Since leaving NBCUniversal’s highest corporate ranks in 2013, B&C Hall of Famer Lauren Zalaznick has been working as an advisor to Medium, Refinery29, the Sundance Institute and Venture for America. She is also on the board of Shazam and Penguin/Random House.
Zalaznick describes her work as an investor and advisor for media start-ups as a “starburst” of “amazing people and amazing content,” adding, “I’ve never touched more content touching more people.”
A big focus at the moment is her role as senior advisor to LifePosts, a platform for commemorating people and milestones that came out of beta last month. “It’s the one true start-up that I’ve committed to side-by-side with the founder [Steve Waldman, journalist, entrepreneur and her friend since middle school],” she says.
Zalaznick also founded The LZ Sunday Paper, a newsletter by and about women in business, politics, digital, film, TV, fashion, sports and pop culture. An edited version of her conversation with B&C’s Melissa Grego follows.

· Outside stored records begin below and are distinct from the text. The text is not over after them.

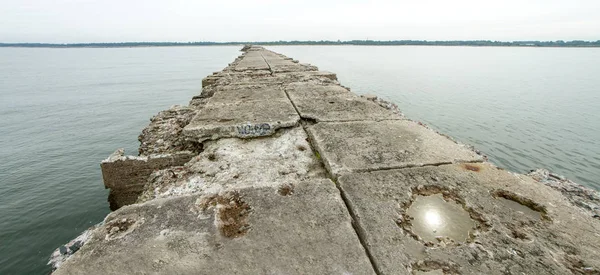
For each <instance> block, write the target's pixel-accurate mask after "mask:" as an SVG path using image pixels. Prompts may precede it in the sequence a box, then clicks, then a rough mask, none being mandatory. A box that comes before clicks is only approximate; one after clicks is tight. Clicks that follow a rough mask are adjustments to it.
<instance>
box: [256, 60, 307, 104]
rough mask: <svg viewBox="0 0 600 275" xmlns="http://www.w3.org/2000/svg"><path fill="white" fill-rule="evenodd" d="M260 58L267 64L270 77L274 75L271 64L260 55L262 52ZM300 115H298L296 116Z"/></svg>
mask: <svg viewBox="0 0 600 275" xmlns="http://www.w3.org/2000/svg"><path fill="white" fill-rule="evenodd" d="M260 57H262V58H263V60H264V61H265V64H267V66H268V67H269V72H271V74H270V75H271V76H272V75H274V74H275V72H274V71H273V68H271V64H269V61H267V59H266V58H265V56H264V55H263V54H262V52H261V53H260ZM298 115H300V114H298Z"/></svg>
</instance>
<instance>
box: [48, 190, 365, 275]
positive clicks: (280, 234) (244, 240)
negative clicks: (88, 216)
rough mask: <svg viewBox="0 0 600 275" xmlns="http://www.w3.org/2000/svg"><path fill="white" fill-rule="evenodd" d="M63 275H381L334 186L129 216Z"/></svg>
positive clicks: (92, 235) (195, 197)
mask: <svg viewBox="0 0 600 275" xmlns="http://www.w3.org/2000/svg"><path fill="white" fill-rule="evenodd" d="M55 274H57V275H62V274H374V272H373V269H372V267H371V265H370V263H369V260H368V258H367V257H366V254H365V252H364V250H363V248H362V246H361V245H360V243H359V241H358V238H357V237H356V234H355V233H354V230H353V229H352V225H351V219H350V215H349V214H348V212H347V209H346V208H345V207H344V203H343V202H342V199H341V197H340V194H339V191H338V190H337V189H336V188H335V185H334V184H333V182H331V181H330V180H327V179H324V180H315V181H311V182H300V183H297V184H294V185H293V187H292V189H290V190H283V191H282V190H279V189H278V188H276V187H262V188H243V189H240V190H238V191H237V192H232V193H221V194H205V195H192V196H183V197H175V198H168V199H157V200H153V201H150V202H147V203H144V204H138V205H132V206H128V207H124V208H122V209H121V210H120V211H118V212H114V213H112V214H111V215H109V216H108V217H107V218H106V220H105V222H104V225H102V226H101V227H100V228H99V229H98V230H95V231H94V233H93V235H92V237H91V239H90V240H89V241H88V242H87V243H86V245H85V246H83V247H82V248H81V249H80V250H79V251H78V252H77V253H76V254H75V255H74V256H73V257H72V258H71V259H69V260H68V261H67V262H65V263H64V264H63V265H62V266H61V268H60V269H58V270H57V271H56V272H55Z"/></svg>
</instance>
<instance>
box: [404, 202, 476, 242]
mask: <svg viewBox="0 0 600 275" xmlns="http://www.w3.org/2000/svg"><path fill="white" fill-rule="evenodd" d="M406 213H407V214H408V215H409V216H410V217H412V218H413V220H412V226H411V230H412V232H413V233H415V234H416V235H418V236H419V237H421V238H422V239H423V240H424V241H427V242H436V241H437V239H436V238H437V237H448V238H450V239H452V240H454V241H465V240H467V238H468V237H469V231H471V230H472V229H473V228H474V227H475V221H473V220H472V219H471V217H470V216H469V213H468V212H467V211H465V210H464V209H463V208H462V206H461V205H460V204H457V203H454V202H447V201H445V200H444V198H443V197H442V195H441V194H435V195H431V196H417V198H416V199H415V201H414V202H413V203H412V204H411V206H410V207H409V208H408V210H407V211H406Z"/></svg>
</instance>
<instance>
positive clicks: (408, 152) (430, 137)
mask: <svg viewBox="0 0 600 275" xmlns="http://www.w3.org/2000/svg"><path fill="white" fill-rule="evenodd" d="M307 130H308V133H309V134H310V136H311V139H312V140H313V143H314V145H315V147H316V149H317V151H318V152H319V153H320V155H321V157H322V158H323V161H324V163H325V166H326V167H327V169H328V170H329V171H330V172H331V173H332V174H334V175H341V174H344V173H349V172H355V171H373V170H380V169H391V168H404V167H414V166H424V165H440V164H444V163H453V162H474V161H481V160H482V159H483V158H482V157H481V156H479V155H477V154H475V153H474V152H473V151H471V150H468V149H467V148H465V147H464V146H461V145H459V144H456V143H454V142H453V141H451V140H450V139H448V138H446V137H444V136H441V135H439V134H437V133H435V132H434V131H432V130H430V129H427V128H425V127H423V126H421V125H419V124H418V123H416V122H412V121H406V120H402V121H379V122H375V121H356V122H341V123H338V122H327V123H317V124H315V125H312V126H310V127H308V128H307Z"/></svg>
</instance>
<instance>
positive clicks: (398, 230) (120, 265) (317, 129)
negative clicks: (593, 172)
mask: <svg viewBox="0 0 600 275" xmlns="http://www.w3.org/2000/svg"><path fill="white" fill-rule="evenodd" d="M243 52H244V53H243V54H242V55H241V56H240V57H238V58H236V59H235V60H234V62H233V63H231V64H229V66H227V67H226V68H225V69H224V70H223V71H221V72H216V73H214V74H213V75H210V76H208V77H206V78H205V79H204V80H203V81H202V86H203V88H202V92H201V93H200V94H199V95H197V96H195V97H194V98H192V100H191V101H190V104H189V105H188V106H174V107H172V108H170V109H169V110H166V111H163V112H160V113H159V114H158V115H157V116H155V117H154V118H152V120H151V123H150V125H149V126H148V127H147V128H146V129H144V130H143V131H142V134H141V135H140V137H139V140H140V142H141V145H140V149H139V155H138V156H126V155H125V154H124V152H123V151H122V150H117V152H115V154H113V155H111V156H110V157H109V158H107V159H106V160H104V161H103V162H102V164H101V168H102V172H103V177H104V184H105V187H106V188H110V189H111V193H110V196H109V201H110V205H111V209H113V210H114V212H112V213H111V214H109V215H108V216H107V217H106V219H105V220H104V221H103V222H102V223H100V224H98V225H96V226H95V227H92V228H90V229H89V230H87V231H86V232H84V233H83V234H82V235H81V236H79V237H78V238H76V239H75V240H73V241H71V242H70V243H68V244H66V245H64V246H61V247H60V248H58V249H57V250H56V251H55V252H54V253H53V255H52V257H51V261H50V263H49V264H51V265H52V266H53V267H54V269H55V270H54V274H600V216H599V215H600V208H599V205H600V203H599V202H600V196H598V193H597V192H596V191H593V190H589V189H587V188H585V187H582V186H579V185H576V184H575V183H573V182H571V181H569V180H567V179H565V178H563V177H560V176H557V175H554V174H552V173H549V172H548V171H545V170H536V171H534V172H532V173H531V174H529V175H519V174H515V173H512V172H508V171H505V170H502V169H500V168H497V167H495V166H494V165H493V164H491V163H489V162H487V161H486V158H485V156H482V155H481V154H480V153H478V152H475V151H474V150H473V149H472V148H470V147H469V146H466V145H462V144H458V143H456V142H454V141H453V140H452V139H450V138H449V137H447V136H445V135H442V134H439V133H437V132H435V131H434V130H432V129H429V128H428V127H426V126H425V125H423V124H421V123H418V122H415V121H411V120H408V119H406V118H404V116H403V115H402V113H401V112H400V111H399V110H398V107H397V106H396V105H395V104H393V103H390V102H386V101H385V100H382V99H380V98H377V97H376V96H373V95H364V96H357V95H355V94H353V93H351V92H350V91H349V89H347V88H345V87H343V86H341V85H340V84H339V83H338V81H337V77H336V76H335V74H333V73H330V72H322V71H318V69H317V68H316V67H314V66H312V65H308V64H301V63H299V62H298V61H296V60H293V59H291V58H288V57H285V56H283V55H280V54H277V53H274V52H271V51H268V50H266V49H264V48H262V47H258V46H245V47H244V48H243Z"/></svg>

Why did you start The LZ Sunday Paper?
I started The LZ Sunday Paper as a little bit of a personally creative and intellectual outlet. It is a huge benefit of being outside the corporate realm. As much as it’s en vogue for CEOs to blog and tweet, I think there’s a lot of good reasons not to.
There is so much great information about and by women in business and culture that just sorting through it, I was slightly less busy for one second and I could essentially read the Internet and process it every week. It was a delight to try to do that.
You’ve said you don’t see it as a business, but it does take a lot of focus and energy and you describe yourself as the CEO and founder. Do you still not see LZ Sunday Paper as a business?
It’s an incredible way to reach a lot of extremely engaged influential men and women in media and technology businesses, and I think the value is in that. I have zero plans to sell click-through ads.…What I’d like to do is continue to expand the readership and make it a lot more sound from a technology platform basis.
There’s a momentary rush in announcing [a personal event] on social media. A hundred likes, 500 likes. Great. But it disappears from your newsfeed. Sentiments are lost.…This is a way to capitalize on the power and strength of social media while incorporating personal tributes and history into the fabric of everyday life.
In the time since you left NBCU, the landscape has changed quite a bit. Where do you see the greatest opportunity, especially as you work with start-ups?
I’m a big believer in traditional media.…I’m not a big media naysayer. I really respect it, I’ve grown up in it, I love it, I’m really good at it. What I do for self-interest and a new kind of passion and expertise is new content start-up culture.
I really like the idea of small, passionate, affinity groups-driven content rising up in the landscape and becoming the big media companies of the future. It’s not like I look at small companies and say “that’s adorable” and hope they stay small. I really think some of them are going to either blossom and grow to be enormous or they will be bundled or aggregated.
Would you go back to a corporate role at a major media company?
I actually tend to do what’s in front of me right in that moment, and I’ve never in my life had much of a long-term plan. I feel like the most important thing to me is the actual specific opportunity.… It’s more about an open, general mind-set about any interesting and big growth opportunity that surrounds content and audience.